Book Just Remember This

    Book Details:
  • Author : Colin Bratkovich
  • Publisher : Xlibris Corporation
  • Release : 2014-05-08
  • ISBN : 1483645193
  • Pages : 941 pages

Download or read book Just Remember This written by Colin Bratkovich and published by Xlibris Corporation. This book was released on 2014-05-08 with total page 941 pages. Available in PDF, EPUB and Kindle. Book excerpt: I have completed this manuscript Just Remember This, or as American Pop Singers 1900-1950+, about music before the 1950s in America. It perhaps offers knowledge and insights not previously found in other musical reference books. I have moreover been working on this book very meticulously over the past twelve-plus years. It started as a bit of fun and gradually became serious as I began to listen along with the vocalists of popular music, of the era before 1950, essentially just before the dawn of rock and roll. If you can call it that! Indeed genre and labeling of American music started here, and then from everywhere. While the old adage of always starting from somewhere could be noted in every century, the 1900s had produced the technology. Understanding the necessity, more so, finds a curiosity on the part of a general public hungry for entertainment, despite 6 day work weeks, World War I, the Great Depression, and World War II.

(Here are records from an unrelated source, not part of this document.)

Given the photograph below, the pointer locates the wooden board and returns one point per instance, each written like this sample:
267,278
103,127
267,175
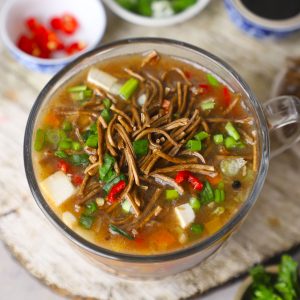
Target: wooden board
272,227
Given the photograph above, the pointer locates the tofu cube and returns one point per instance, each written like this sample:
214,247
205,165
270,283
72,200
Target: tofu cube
69,219
57,188
185,215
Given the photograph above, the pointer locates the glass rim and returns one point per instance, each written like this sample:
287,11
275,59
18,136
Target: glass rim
136,258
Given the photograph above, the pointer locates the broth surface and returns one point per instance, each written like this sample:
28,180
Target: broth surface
200,128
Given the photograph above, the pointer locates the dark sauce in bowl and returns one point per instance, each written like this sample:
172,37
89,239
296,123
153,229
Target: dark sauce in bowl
273,9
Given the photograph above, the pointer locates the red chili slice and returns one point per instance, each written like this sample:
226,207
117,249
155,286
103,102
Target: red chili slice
69,24
63,166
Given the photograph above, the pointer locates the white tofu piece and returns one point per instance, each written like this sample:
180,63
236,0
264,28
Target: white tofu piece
185,215
69,219
103,80
57,188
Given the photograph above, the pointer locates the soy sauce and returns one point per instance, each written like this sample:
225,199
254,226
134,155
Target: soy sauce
273,9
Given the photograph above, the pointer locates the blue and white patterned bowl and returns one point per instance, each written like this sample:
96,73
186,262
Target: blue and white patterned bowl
257,26
90,14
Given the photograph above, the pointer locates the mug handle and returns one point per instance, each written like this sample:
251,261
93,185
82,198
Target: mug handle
283,116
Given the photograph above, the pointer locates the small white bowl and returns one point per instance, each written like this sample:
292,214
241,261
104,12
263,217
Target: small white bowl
156,22
90,14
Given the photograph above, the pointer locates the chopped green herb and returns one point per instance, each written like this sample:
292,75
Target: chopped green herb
129,87
202,135
86,221
92,141
76,146
67,126
39,140
212,80
171,194
140,147
208,104
107,103
195,203
207,193
61,154
218,139
230,129
120,231
79,159
90,208
230,142
197,228
106,115
194,145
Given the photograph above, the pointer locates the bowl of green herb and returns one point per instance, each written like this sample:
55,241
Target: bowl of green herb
272,283
156,13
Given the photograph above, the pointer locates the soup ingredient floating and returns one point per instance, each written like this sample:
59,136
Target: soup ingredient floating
147,153
278,286
45,41
156,8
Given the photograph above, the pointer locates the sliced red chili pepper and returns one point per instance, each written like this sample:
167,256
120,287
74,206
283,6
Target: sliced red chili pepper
32,23
56,23
203,89
69,24
195,182
77,179
75,47
182,176
63,166
227,96
115,190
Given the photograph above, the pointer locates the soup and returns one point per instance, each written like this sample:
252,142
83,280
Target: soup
146,154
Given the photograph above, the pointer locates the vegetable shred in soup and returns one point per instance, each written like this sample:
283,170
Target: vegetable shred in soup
146,154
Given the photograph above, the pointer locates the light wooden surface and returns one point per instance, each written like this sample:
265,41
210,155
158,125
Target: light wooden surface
272,227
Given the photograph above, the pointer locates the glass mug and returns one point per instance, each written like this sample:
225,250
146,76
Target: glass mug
274,115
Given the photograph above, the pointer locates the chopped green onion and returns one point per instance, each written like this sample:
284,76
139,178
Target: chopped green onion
171,194
107,103
197,228
120,231
126,205
218,139
207,193
230,142
64,145
140,147
195,203
106,167
76,146
212,80
90,208
79,159
86,221
92,141
39,140
77,88
219,211
202,135
129,87
230,129
208,104
106,115
194,145
61,154
114,181
67,126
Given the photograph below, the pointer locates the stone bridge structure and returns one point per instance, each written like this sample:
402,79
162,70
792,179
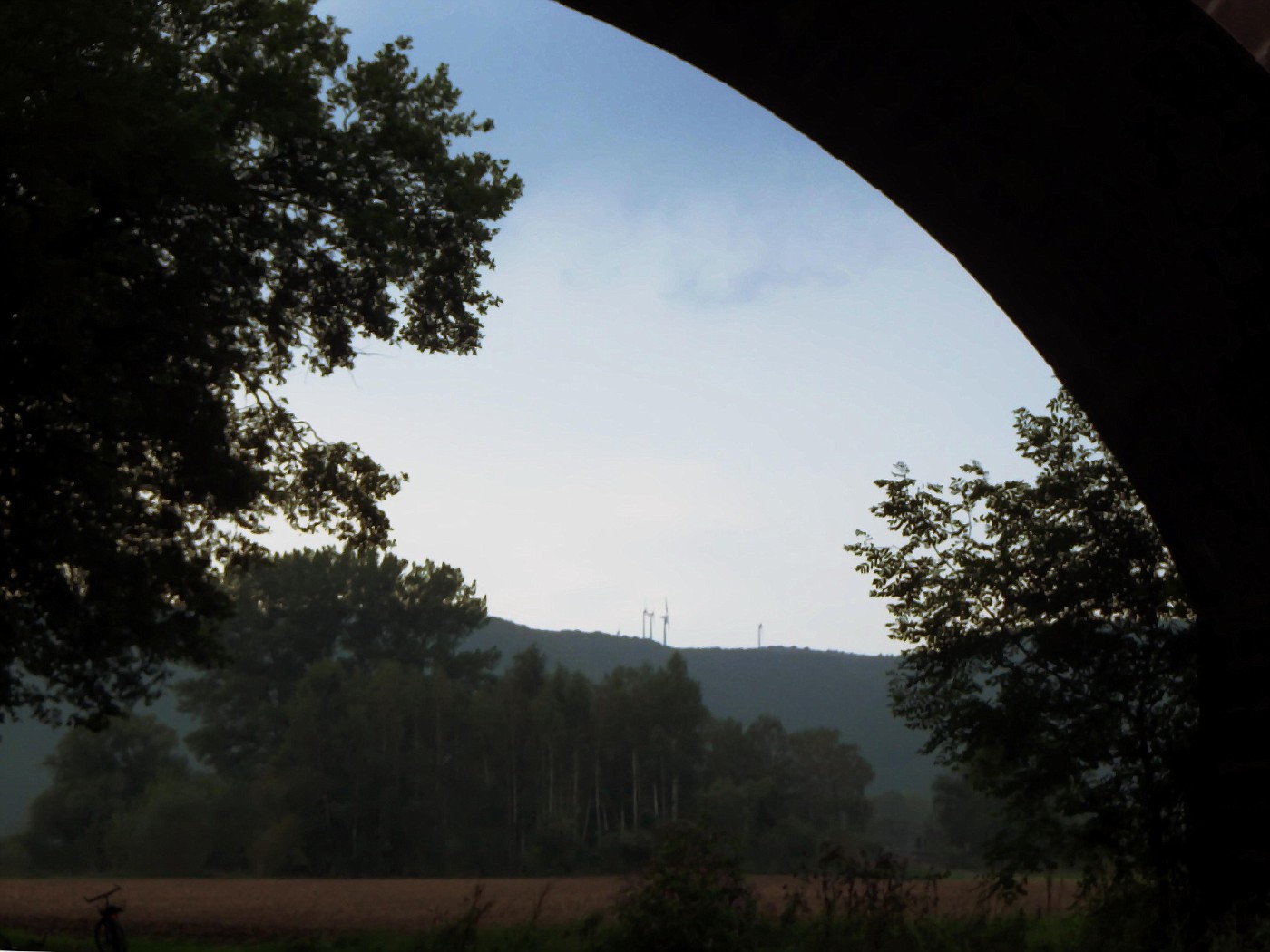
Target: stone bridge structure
1102,169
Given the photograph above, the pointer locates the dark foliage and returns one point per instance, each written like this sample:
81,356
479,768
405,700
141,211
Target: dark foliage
1050,653
194,199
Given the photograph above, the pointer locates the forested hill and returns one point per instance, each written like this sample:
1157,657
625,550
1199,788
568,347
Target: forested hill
802,687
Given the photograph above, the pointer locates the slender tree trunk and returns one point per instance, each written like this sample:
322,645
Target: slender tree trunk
634,790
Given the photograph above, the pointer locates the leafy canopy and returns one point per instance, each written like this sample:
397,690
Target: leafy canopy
1050,650
302,608
197,196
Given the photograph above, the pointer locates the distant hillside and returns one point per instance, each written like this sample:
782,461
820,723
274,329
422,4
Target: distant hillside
803,688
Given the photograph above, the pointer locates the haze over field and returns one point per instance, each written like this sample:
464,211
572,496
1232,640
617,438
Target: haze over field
714,339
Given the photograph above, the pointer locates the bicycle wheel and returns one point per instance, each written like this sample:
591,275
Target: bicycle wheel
110,937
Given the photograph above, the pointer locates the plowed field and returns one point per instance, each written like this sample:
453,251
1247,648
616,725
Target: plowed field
239,909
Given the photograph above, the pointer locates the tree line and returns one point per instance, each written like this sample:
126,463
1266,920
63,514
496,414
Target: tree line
348,733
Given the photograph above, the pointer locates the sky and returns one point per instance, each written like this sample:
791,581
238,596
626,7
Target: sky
714,338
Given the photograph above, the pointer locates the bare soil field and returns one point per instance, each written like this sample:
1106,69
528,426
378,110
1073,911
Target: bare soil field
240,909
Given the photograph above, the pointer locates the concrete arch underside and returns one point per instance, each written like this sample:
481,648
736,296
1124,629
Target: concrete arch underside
1102,169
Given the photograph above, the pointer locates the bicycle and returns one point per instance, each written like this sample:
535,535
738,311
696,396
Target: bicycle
108,933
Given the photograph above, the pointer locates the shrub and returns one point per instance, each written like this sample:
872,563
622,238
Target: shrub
691,898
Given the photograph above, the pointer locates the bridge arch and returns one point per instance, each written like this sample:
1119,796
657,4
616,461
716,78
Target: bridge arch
1102,169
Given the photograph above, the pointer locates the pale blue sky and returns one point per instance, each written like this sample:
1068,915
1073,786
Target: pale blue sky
714,339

Book A Historical Guidebook to Old Columbus

Download or read book A Historical Guidebook to Old Columbus written by Bob Hunter and published by Ohio University Press. This book was released on 2012-10-19 with total page 398 pages. Available in PDF, EPUB and Kindle. Book excerpt: Ever look at a modern skyscraper or a vacant lot and wonder what was there before? Or maybe you have passed an old house and been curious about who lived there long ago. This richly illustrated new book celebrates Columbus, Ohio’s, two-hundred-year history and supplies intriguing stories about the city’s buildings and celebrated citizens, stopping at individual addresses, street corners, parks, and riverbanks where history was made. As Columbus celebrates its bicentennial in 2012, a guide to local history is very relevant. Like Columbus itself, the city’s history is underrated. Some events are of national importance; no one would deny that Abraham Lincoln’s funeral procession down High Street was a historical highlight. But the authors have also included a wealth of social and entertainment history from Columbus’s colorful history as state capital and destination for musicians, artists, and sports teams. The book is divided into seventeen chapters, each representing a section of the city, including Statehouse Square, German Village, and Franklinton, the city’s original settlement in 1797. Each chapter opens with an entertaining story that precedes the site listings. Sites are clearly numbered on maps in each section to make it easy for readers to visit the places that pique their interest. Many rare and historic photos are reproduced along with stunning contemporary images that offer insight into the ways Columbus has changed over the years. A Historical Guidebook to Old Columbus invites Columbus’s families to rediscover their city with a treasure trove of stories from its past and suggests to visitors and new residents many interesting places that they might not otherwise find. This new book is certain to amuse and inform for years to come.